После нашей семейной коммуналки из кухонных тупиков, узких коридоров и запертых дверей с шушукающимися родственниками – после всей этой чуланной жизни не анонимности ли и простора я искал в бесконечном разнообразии незнакомых мне, но открытых улыбающихся лиц, плакатов, бумажных цветов, воздушных шаров, лент и праздничной мишуры? Широкие улицы гудели хором голосов, площади отзывались перекличкой колонн, уханьем самодеятельных оркестров. Вход на Красную площадь сопровождался разудалым цоканьем каблуков о булыжник, голосами «ура» с патриотическими хоралами из репродукторов, и сразу, за Мининым и Пожарским – бодрые команды из усилителей и отдаленное гаканье демонстрантов, приветствующих партию и правительство на трибунах Мавзолея вдалеке. Меня мотало в этой толкучке. Родители поднимали своих детей на плечи. Меня могли раздавить в два счета, но я этого не сознавал. После атмосферы незримой ворожбы и зловещих пассов, двусмысленных намеков и угрожающих пророчеств во время душных семейных сборищ я упивался этой телесностью, нахрапистостью этой площадной мистерии, с астматической одышкой марширующей толпы, с запахом бензина и пота, резеды и одеколона «Шипр». Я хотел звучать и двигаться вместе со всеми, только чтобы меня взяли в эту родимую бессемейственность, в это слитное разноголосие. Взмывало вверх майское солнце, как детский воздушный шар, подстегнутое ревом команды из репродуктора, и начинало лететь над толпой могучим «ура», под гортанный клекот песни, трепещущей знаменами над морем голов по всей Красной площади. Сердце мое начинало колотиться, в горле рос комок.

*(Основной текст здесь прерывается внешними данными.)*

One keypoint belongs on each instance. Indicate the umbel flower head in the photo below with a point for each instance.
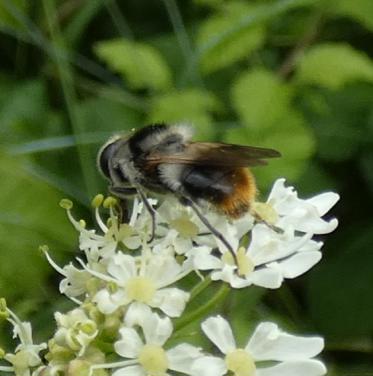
(292, 354)
(127, 290)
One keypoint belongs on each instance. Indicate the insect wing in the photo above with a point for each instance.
(216, 154)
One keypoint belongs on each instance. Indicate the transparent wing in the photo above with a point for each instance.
(216, 154)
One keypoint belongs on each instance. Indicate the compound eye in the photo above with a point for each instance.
(104, 157)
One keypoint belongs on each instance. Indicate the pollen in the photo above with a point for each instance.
(140, 289)
(240, 363)
(154, 360)
(125, 231)
(265, 212)
(66, 204)
(245, 264)
(228, 259)
(185, 227)
(109, 202)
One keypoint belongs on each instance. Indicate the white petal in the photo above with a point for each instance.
(218, 330)
(137, 313)
(209, 366)
(157, 330)
(171, 301)
(324, 202)
(270, 343)
(163, 270)
(226, 274)
(309, 223)
(130, 371)
(122, 267)
(203, 260)
(130, 343)
(296, 368)
(181, 357)
(298, 264)
(269, 278)
(132, 242)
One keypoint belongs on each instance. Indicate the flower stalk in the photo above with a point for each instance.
(127, 290)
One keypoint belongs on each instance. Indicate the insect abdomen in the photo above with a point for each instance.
(231, 191)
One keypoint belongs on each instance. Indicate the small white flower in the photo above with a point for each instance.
(75, 330)
(145, 283)
(292, 354)
(26, 355)
(180, 229)
(302, 215)
(270, 258)
(151, 358)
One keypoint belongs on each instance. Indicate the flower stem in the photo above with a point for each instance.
(201, 311)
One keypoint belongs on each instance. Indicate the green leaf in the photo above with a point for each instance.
(360, 10)
(210, 3)
(22, 110)
(238, 46)
(260, 98)
(9, 11)
(193, 106)
(290, 136)
(333, 65)
(29, 217)
(140, 64)
(339, 119)
(81, 19)
(340, 289)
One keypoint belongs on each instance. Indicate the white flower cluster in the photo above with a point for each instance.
(127, 292)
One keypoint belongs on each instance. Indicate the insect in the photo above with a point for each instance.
(162, 159)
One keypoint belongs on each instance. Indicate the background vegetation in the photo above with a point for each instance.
(295, 75)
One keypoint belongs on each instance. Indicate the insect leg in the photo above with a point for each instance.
(259, 219)
(188, 202)
(150, 210)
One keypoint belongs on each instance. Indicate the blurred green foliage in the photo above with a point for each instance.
(294, 75)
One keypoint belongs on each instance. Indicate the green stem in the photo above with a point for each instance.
(197, 289)
(66, 79)
(201, 311)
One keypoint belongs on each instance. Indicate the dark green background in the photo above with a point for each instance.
(295, 75)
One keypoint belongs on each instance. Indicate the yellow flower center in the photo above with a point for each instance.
(245, 264)
(154, 360)
(240, 362)
(184, 226)
(141, 289)
(125, 231)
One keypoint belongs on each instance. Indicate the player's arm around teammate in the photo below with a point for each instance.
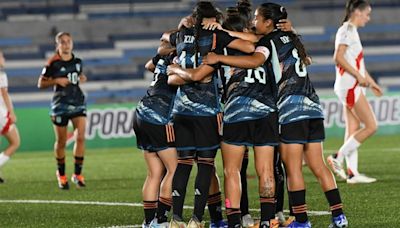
(8, 118)
(64, 73)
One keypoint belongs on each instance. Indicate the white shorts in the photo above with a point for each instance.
(349, 97)
(5, 121)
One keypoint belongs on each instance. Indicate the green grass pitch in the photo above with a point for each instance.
(117, 175)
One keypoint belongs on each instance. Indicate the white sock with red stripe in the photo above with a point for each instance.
(350, 145)
(352, 163)
(3, 159)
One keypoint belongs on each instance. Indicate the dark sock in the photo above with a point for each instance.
(179, 183)
(267, 205)
(244, 199)
(214, 207)
(202, 185)
(164, 206)
(233, 215)
(335, 202)
(299, 206)
(150, 208)
(78, 165)
(61, 166)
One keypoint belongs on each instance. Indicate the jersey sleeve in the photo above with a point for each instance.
(155, 59)
(3, 80)
(263, 46)
(223, 39)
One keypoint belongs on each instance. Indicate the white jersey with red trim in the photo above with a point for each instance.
(3, 84)
(348, 35)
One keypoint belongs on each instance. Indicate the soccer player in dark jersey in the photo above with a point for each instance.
(63, 72)
(155, 136)
(300, 114)
(196, 113)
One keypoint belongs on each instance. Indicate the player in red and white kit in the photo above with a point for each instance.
(8, 129)
(352, 80)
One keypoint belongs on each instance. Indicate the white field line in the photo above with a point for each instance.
(377, 149)
(315, 213)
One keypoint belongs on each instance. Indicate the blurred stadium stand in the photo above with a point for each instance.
(115, 38)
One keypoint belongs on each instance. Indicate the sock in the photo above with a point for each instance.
(214, 207)
(78, 165)
(267, 205)
(150, 208)
(164, 206)
(352, 163)
(179, 183)
(3, 159)
(244, 199)
(61, 166)
(233, 215)
(350, 145)
(335, 202)
(202, 185)
(279, 183)
(299, 206)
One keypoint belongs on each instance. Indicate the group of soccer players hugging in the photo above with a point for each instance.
(255, 67)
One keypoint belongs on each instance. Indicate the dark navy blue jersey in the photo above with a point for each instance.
(70, 99)
(156, 106)
(198, 99)
(248, 92)
(296, 96)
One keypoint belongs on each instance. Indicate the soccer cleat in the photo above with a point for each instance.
(339, 221)
(360, 179)
(288, 221)
(295, 224)
(176, 224)
(336, 167)
(145, 225)
(219, 224)
(155, 224)
(62, 181)
(195, 223)
(79, 180)
(247, 221)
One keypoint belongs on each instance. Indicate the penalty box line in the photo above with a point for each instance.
(313, 213)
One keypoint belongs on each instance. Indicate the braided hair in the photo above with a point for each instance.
(277, 12)
(352, 5)
(203, 9)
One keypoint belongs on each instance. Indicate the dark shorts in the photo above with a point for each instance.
(62, 120)
(303, 131)
(197, 132)
(153, 137)
(259, 132)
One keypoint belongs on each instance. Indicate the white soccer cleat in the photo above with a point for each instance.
(336, 167)
(247, 221)
(360, 179)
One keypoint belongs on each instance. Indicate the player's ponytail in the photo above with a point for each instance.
(276, 13)
(352, 5)
(203, 9)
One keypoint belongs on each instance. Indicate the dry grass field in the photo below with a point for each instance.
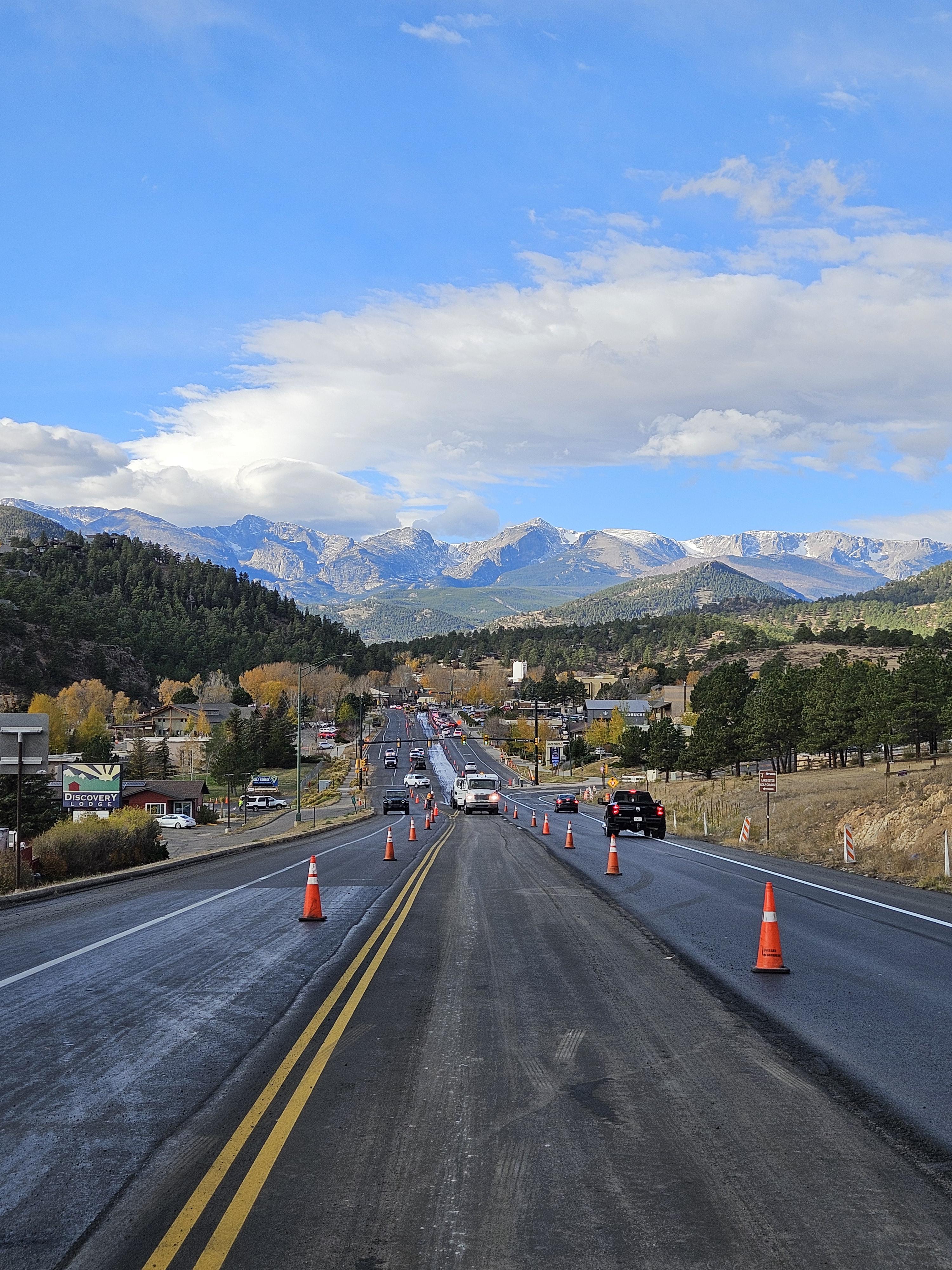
(898, 834)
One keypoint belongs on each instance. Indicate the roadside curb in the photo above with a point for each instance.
(70, 888)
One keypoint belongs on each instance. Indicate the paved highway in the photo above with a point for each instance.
(869, 995)
(477, 1061)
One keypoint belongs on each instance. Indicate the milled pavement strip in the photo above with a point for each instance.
(177, 912)
(775, 873)
(199, 1201)
(241, 1207)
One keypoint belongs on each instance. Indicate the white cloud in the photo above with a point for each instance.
(631, 354)
(468, 21)
(433, 31)
(464, 518)
(917, 525)
(63, 465)
(776, 190)
(842, 101)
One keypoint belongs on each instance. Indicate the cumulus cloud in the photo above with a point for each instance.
(626, 354)
(433, 31)
(918, 525)
(464, 518)
(63, 465)
(769, 191)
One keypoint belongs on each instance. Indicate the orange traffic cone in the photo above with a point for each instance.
(313, 896)
(770, 959)
(614, 859)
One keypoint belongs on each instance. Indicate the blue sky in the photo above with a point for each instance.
(412, 261)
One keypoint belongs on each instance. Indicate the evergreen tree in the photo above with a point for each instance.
(775, 713)
(666, 746)
(720, 700)
(277, 737)
(162, 761)
(40, 807)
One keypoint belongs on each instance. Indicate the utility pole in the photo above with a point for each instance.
(360, 747)
(536, 747)
(298, 812)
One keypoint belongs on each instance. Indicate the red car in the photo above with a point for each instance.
(567, 802)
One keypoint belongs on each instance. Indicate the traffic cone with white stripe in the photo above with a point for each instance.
(313, 896)
(614, 871)
(770, 959)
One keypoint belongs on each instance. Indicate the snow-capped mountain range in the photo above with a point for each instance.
(324, 568)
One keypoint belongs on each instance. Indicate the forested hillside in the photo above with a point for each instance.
(173, 617)
(18, 523)
(666, 594)
(574, 647)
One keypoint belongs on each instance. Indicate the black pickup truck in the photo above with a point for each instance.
(635, 812)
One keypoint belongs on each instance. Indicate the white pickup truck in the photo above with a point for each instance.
(478, 793)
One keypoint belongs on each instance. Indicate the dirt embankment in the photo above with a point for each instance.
(898, 832)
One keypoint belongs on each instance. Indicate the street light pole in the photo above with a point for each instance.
(536, 746)
(298, 811)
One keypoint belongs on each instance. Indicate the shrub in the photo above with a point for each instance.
(91, 846)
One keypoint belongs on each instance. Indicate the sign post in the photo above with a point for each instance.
(25, 742)
(92, 787)
(769, 785)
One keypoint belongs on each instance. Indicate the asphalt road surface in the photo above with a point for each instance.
(478, 1061)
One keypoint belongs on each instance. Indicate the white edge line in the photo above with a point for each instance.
(177, 912)
(800, 882)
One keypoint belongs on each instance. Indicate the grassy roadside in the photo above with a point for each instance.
(898, 834)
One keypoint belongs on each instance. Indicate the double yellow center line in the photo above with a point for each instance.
(228, 1230)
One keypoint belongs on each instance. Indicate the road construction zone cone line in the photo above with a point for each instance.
(770, 959)
(313, 896)
(614, 871)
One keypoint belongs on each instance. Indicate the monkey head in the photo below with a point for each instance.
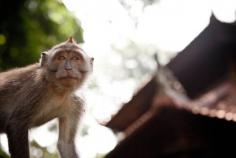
(67, 64)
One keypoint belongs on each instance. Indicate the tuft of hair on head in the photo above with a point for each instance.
(71, 40)
(43, 59)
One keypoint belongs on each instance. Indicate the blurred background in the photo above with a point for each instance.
(122, 36)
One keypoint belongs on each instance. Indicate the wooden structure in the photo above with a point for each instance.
(162, 121)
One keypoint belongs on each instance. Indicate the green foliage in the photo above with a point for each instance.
(28, 27)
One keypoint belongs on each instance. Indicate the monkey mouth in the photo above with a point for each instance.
(68, 78)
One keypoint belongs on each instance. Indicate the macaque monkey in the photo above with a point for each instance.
(33, 95)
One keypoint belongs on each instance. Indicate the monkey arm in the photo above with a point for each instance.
(18, 140)
(67, 130)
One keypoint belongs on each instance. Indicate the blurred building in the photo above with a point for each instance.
(189, 108)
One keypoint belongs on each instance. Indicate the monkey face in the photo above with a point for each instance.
(68, 64)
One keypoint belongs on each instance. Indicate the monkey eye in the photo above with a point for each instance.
(61, 57)
(75, 58)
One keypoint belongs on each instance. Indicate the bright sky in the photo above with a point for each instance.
(167, 26)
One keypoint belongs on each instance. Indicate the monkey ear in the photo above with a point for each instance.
(43, 59)
(71, 40)
(91, 60)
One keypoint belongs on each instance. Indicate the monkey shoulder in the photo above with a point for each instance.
(77, 104)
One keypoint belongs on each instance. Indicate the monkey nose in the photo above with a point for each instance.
(67, 66)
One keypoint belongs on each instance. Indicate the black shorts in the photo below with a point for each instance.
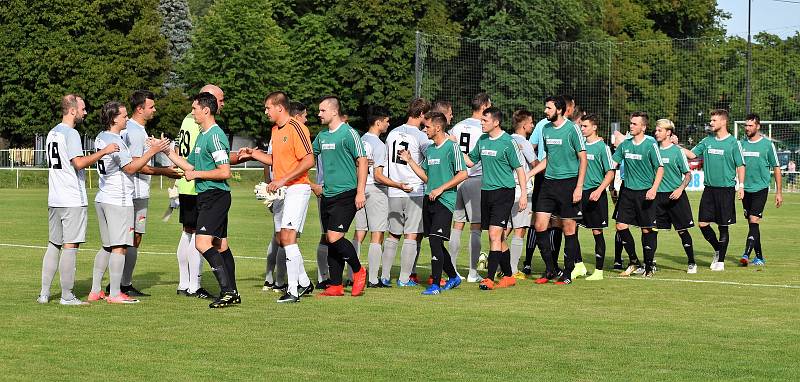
(337, 212)
(212, 212)
(718, 205)
(556, 198)
(753, 203)
(188, 210)
(595, 214)
(436, 219)
(673, 213)
(634, 209)
(496, 207)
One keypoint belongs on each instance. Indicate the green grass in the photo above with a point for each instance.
(616, 329)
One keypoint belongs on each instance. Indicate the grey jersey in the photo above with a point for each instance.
(116, 187)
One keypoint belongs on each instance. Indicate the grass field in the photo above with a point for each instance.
(741, 324)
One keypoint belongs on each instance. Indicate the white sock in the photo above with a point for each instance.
(49, 268)
(99, 269)
(183, 260)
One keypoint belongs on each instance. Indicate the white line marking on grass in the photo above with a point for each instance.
(711, 282)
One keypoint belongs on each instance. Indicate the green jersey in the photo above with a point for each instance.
(675, 166)
(498, 156)
(598, 156)
(642, 160)
(561, 146)
(210, 150)
(721, 157)
(442, 163)
(187, 137)
(760, 160)
(338, 149)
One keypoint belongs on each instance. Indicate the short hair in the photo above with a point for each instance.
(753, 117)
(278, 98)
(375, 114)
(495, 112)
(206, 99)
(479, 100)
(140, 97)
(593, 118)
(666, 124)
(442, 106)
(418, 107)
(720, 113)
(296, 108)
(643, 115)
(436, 118)
(558, 102)
(109, 111)
(334, 101)
(520, 116)
(69, 101)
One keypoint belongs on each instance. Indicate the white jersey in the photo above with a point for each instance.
(376, 152)
(116, 187)
(67, 186)
(525, 155)
(467, 133)
(135, 136)
(405, 137)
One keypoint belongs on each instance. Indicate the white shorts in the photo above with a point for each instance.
(67, 225)
(290, 213)
(468, 201)
(116, 224)
(140, 215)
(405, 215)
(374, 217)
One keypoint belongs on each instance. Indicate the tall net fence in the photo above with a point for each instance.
(682, 80)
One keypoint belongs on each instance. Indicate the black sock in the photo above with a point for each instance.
(626, 238)
(571, 249)
(530, 247)
(617, 248)
(723, 242)
(505, 262)
(217, 264)
(348, 253)
(599, 251)
(649, 245)
(688, 247)
(710, 236)
(230, 267)
(437, 258)
(545, 250)
(752, 237)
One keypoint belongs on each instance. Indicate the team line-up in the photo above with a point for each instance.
(425, 180)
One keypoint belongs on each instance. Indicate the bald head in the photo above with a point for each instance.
(217, 93)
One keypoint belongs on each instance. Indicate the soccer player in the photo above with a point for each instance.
(190, 261)
(760, 158)
(495, 150)
(521, 219)
(565, 168)
(345, 176)
(636, 205)
(468, 195)
(672, 204)
(209, 164)
(114, 202)
(723, 167)
(594, 202)
(442, 170)
(405, 208)
(135, 136)
(67, 203)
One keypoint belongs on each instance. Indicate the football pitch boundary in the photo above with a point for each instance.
(732, 283)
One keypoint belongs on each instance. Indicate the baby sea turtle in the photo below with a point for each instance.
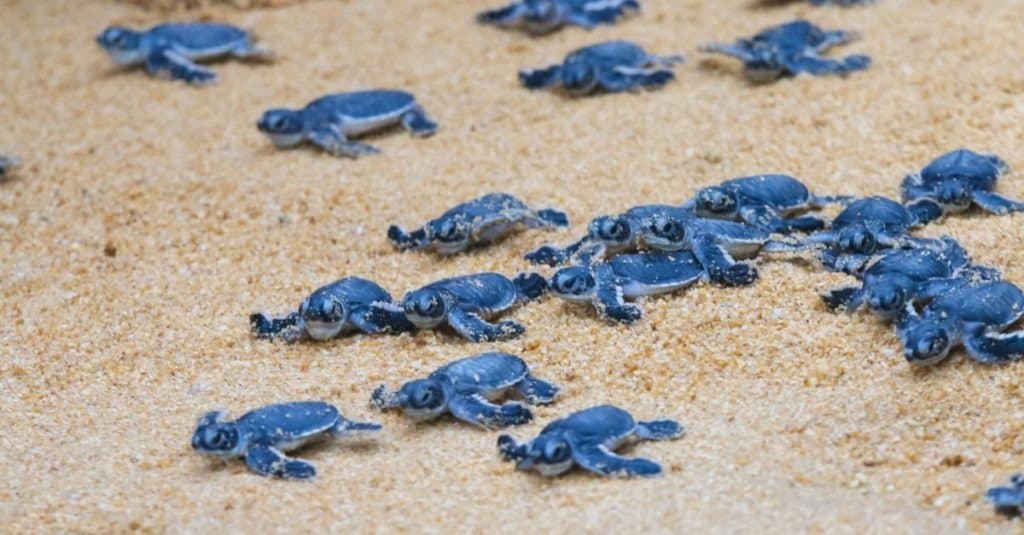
(790, 49)
(716, 243)
(544, 16)
(612, 67)
(348, 304)
(331, 120)
(899, 277)
(589, 439)
(168, 50)
(1009, 500)
(766, 201)
(606, 285)
(481, 220)
(262, 436)
(957, 179)
(466, 388)
(466, 302)
(975, 315)
(865, 227)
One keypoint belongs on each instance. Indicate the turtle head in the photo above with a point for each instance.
(424, 399)
(123, 44)
(449, 235)
(550, 454)
(215, 437)
(574, 284)
(425, 307)
(613, 232)
(665, 233)
(857, 239)
(284, 126)
(715, 201)
(926, 343)
(323, 316)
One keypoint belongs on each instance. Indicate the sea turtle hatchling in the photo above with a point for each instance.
(1009, 500)
(792, 48)
(482, 220)
(169, 50)
(975, 315)
(262, 436)
(589, 439)
(866, 227)
(331, 120)
(772, 202)
(607, 284)
(611, 66)
(466, 302)
(544, 16)
(957, 179)
(344, 305)
(898, 277)
(467, 388)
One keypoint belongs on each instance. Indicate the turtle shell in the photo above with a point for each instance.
(482, 373)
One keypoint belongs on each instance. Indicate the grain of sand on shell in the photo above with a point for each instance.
(151, 218)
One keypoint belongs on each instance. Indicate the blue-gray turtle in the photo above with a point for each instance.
(607, 284)
(466, 302)
(264, 435)
(772, 202)
(865, 227)
(899, 277)
(344, 305)
(1009, 500)
(467, 389)
(331, 120)
(790, 49)
(7, 164)
(957, 179)
(611, 66)
(716, 243)
(973, 315)
(544, 16)
(169, 50)
(606, 235)
(589, 439)
(482, 220)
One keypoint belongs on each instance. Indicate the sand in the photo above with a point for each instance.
(151, 218)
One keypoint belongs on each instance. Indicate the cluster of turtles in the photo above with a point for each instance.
(929, 288)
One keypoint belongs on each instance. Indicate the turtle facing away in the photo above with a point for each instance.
(772, 202)
(331, 120)
(263, 436)
(957, 179)
(544, 16)
(467, 388)
(466, 302)
(344, 305)
(606, 285)
(589, 439)
(899, 277)
(479, 221)
(790, 49)
(169, 50)
(611, 66)
(975, 315)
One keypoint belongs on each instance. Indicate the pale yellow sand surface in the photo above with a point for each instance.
(151, 218)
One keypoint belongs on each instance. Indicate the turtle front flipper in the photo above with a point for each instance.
(602, 460)
(166, 63)
(994, 203)
(474, 409)
(473, 328)
(266, 460)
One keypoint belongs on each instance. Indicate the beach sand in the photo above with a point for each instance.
(151, 218)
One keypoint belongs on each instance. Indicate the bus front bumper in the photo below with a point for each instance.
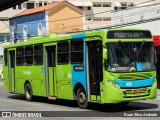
(114, 95)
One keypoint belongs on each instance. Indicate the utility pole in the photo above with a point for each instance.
(14, 32)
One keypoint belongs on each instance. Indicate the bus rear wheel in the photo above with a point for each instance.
(28, 92)
(81, 98)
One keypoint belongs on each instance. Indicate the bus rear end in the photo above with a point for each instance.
(129, 73)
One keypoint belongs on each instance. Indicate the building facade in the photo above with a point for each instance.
(45, 20)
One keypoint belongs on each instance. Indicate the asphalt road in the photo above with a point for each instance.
(13, 102)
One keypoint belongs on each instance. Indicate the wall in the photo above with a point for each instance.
(64, 26)
(139, 14)
(31, 21)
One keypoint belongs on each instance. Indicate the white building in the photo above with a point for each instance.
(147, 17)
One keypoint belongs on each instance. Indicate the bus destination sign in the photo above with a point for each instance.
(128, 34)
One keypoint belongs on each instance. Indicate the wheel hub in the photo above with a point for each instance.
(82, 97)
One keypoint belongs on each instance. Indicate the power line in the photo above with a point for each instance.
(90, 14)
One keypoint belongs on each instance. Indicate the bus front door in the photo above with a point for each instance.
(94, 53)
(50, 71)
(11, 70)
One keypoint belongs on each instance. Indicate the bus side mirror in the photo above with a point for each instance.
(105, 53)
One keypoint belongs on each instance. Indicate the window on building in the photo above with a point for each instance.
(106, 4)
(1, 38)
(63, 52)
(14, 7)
(97, 4)
(20, 56)
(76, 51)
(38, 54)
(29, 55)
(19, 6)
(30, 5)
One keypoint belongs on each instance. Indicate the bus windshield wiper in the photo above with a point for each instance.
(123, 46)
(141, 46)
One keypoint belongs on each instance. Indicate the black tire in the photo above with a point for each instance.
(28, 92)
(81, 98)
(124, 103)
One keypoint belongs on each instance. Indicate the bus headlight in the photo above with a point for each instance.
(116, 85)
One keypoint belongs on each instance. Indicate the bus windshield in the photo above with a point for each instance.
(130, 56)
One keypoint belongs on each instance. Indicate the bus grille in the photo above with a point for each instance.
(137, 76)
(136, 93)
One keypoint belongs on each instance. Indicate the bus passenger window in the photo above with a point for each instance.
(76, 51)
(38, 54)
(28, 55)
(63, 52)
(19, 56)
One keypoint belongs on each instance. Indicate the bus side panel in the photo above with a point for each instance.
(64, 84)
(6, 80)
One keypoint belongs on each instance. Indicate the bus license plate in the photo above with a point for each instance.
(137, 91)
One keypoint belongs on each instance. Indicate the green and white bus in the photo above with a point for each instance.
(103, 66)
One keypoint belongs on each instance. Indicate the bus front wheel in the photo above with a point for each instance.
(28, 92)
(81, 98)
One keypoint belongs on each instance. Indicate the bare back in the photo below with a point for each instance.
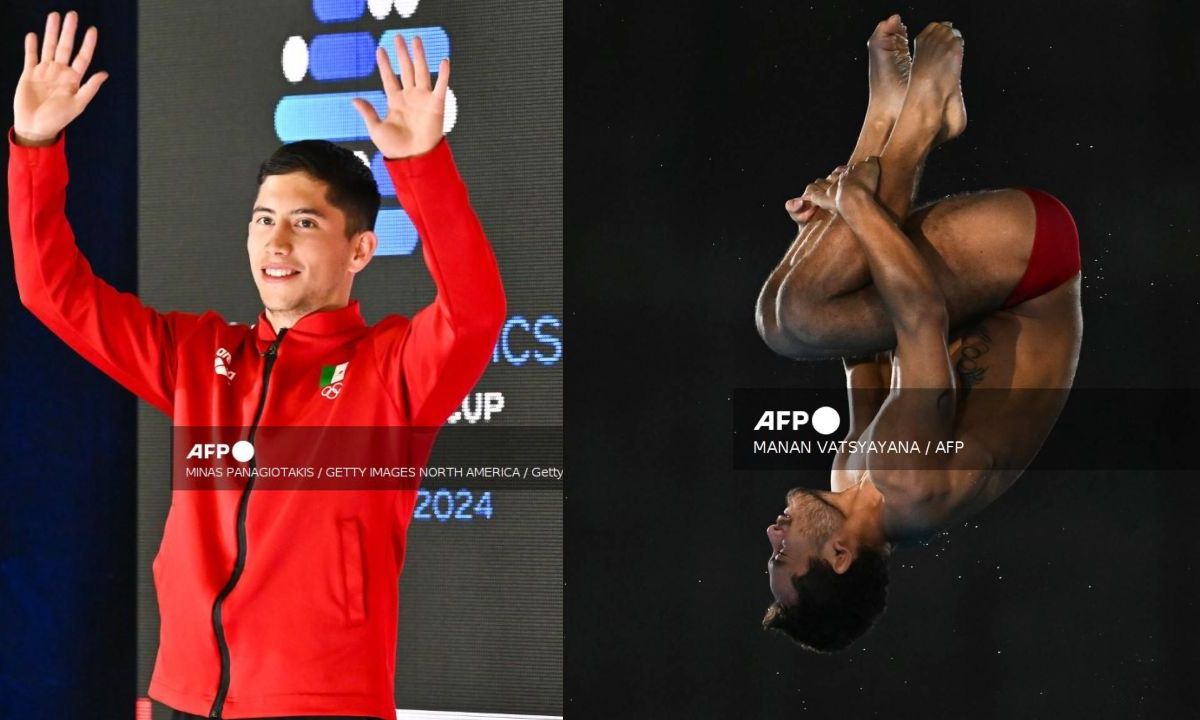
(1031, 346)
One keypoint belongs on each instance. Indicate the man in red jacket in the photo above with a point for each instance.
(275, 604)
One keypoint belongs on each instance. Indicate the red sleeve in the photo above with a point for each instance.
(129, 342)
(447, 346)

Именно так я и ощущал жизнь за границей из рассказов тети Ирены: многообразие обычаев, костюмов и лиц. Каким, однако, заунывным и убогим казалось мне в такие моменты иноземное щебетание красавицы с глянцевитой пластинки тети Ирены. Ее заграничность начинала казаться мне фальшивой. Красная площадь и была для меня истинной заграницей. Я возвращался домой взмокший, встрепанный, просветленный и вдвойне скрытный. Я забивался в угол, стараясь не встречаться взглядом с отцом. Он ходил вокруг меня молча, как бы обнюхивая, брал за подбородок и, склонившись над моей макушкой, требовал: «Посмотри мне прямо в глаза. Признавайся: опять был на сталинском шабаше?» Я, к примеру, говорил, что я был в кино, но он говорил, что кино в такие дни закрыто. Когда все версии моего вранья истощались, отец приступал к экзекуции. Для отца часть наказания состояла в публичной демонстрации моего позора и унижения. Дверь нашей комнаты в такие моменты держалась демонстративно. Однажды в дверях остановилась тетя Ирена. «Расстегивай ремень», – приказывал отец. «Спускай штаны», – и, подцепив мои штаны с пола, вынимал из них ремень. Орудие пытки поставляла жертва экзекуции. Отец раскладывал меня поперек дивана и стаскивал трусы.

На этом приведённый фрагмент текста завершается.